17

Dixon was there.

He heard us coming into the vestibule; footsteps made sharp clicking sounds on the tile floor, and there he was in the archway to a darkened living room, staring at us out of eyes that even at a distance looked like those of a hunted wolfs. His lean face was haggard, showing beard shadow. The white shirt and slacks he wore were both rumpled, pulled out of shape, as if he’d been sleeping in them.

Marian said “Pat!” in a choked voice and ran to him. He folded her against him, held her, but he was looking at me over her shoulder. An angry, desperate look.

After a few seconds he eased her back and to one side, with his arm still draped around her shoulders, and said to me in a scratchy voice, “What the hell’s the matter with you? I told you to take her to the Doyles’.”

“You told me some other things, too,” I said. “That you were going to notify the state and federal agencies about the kidnapping, for one.”

“Listen…”

“No, you listen. Marian and I have a pretty good idea what’s going on in that head of yours and we’re going to sit down and talk about it, the three of us, while there’s still time.”

“What do you think you know?”

“Pat, for Christ’s sake, sacrificing yourself won’t bring Chuck back. And even if it could, you can’t make that decision alone. You can’t go through with it alone.”

“He’s right, darling,” Marian said. “It’s my choice, too. I won’t let you shut me out.”

He glared at me a little longer, but the glare lacked heat now. He stroked Marian’s hair, then turned away from her and went back into the living room.

She followed him and I followed her. Big, stucco-walled room furnished in a Spanish motif — wall hangings, tiles, pottery jars. Heavy drapes were drawn across the front window. Dixon sank onto a massive leather couch; Marian sat beside him and took his hand. I moved over to stand facing them in front of a tile-trimmed fireplace.

Nobody said anything. Up to me, I thought. Get him to admit it, that’s the first step.

“What time did Latimer call you, Pat?”

His head jerked up. But he lost the rigid posture almost immediately; his shoulders slumped and he used his free hand to maul his head in that way he had. His jaw, though, retained its stubborn jut.

“What time, Pat?”

“Tell him,” Marian said, “for heaven’s sake!”

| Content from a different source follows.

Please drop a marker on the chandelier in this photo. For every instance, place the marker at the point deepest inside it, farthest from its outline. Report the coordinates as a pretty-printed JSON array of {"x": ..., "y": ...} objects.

“Few minutes before nine,” he said, as if the words were being ripped out of his throat. “Not long before you called from Judson’s.”

“Did he give you any idea where he was?”

“No. In transit, he said.”

“He let you talk to Chuck?”

“Briefly.”

Marian’s fingers dug at him. “He was all right?”

“Scared, that’s all.”

“What’d Latimer say to you?” I asked.

“He said if I wanted to see my son alive again, I’d do exactly what he told me. Exactly. He stressed the word more than once.”

“Go on. What else?”

“Don’t tell anyone that he had Chuck — no one, even Marian. Don’t talk to anyone in my office, or to the police or the FBI. Don’t leave the house until I heard from him again, some time after five o’clock. He wouldn’t call again before that.”

“Has he called since five?”

“Not yet.”

“What happens when he does?”

“He’ll tell me where to meet him. Someplace not too far away, I think.”

“What makes you think so?”

“Something he said. That it wouldn’t be long after I heard from him again that I’d be seeing Chuck.”

“And trading places with him.”

“No. That’s not what Latimer wants.”

“Isn’t it?”

“Money. Ten thousand dollars—”

“Bullshit, Pat. He wants you.”

Dead air. I imagined I could hear it crackle.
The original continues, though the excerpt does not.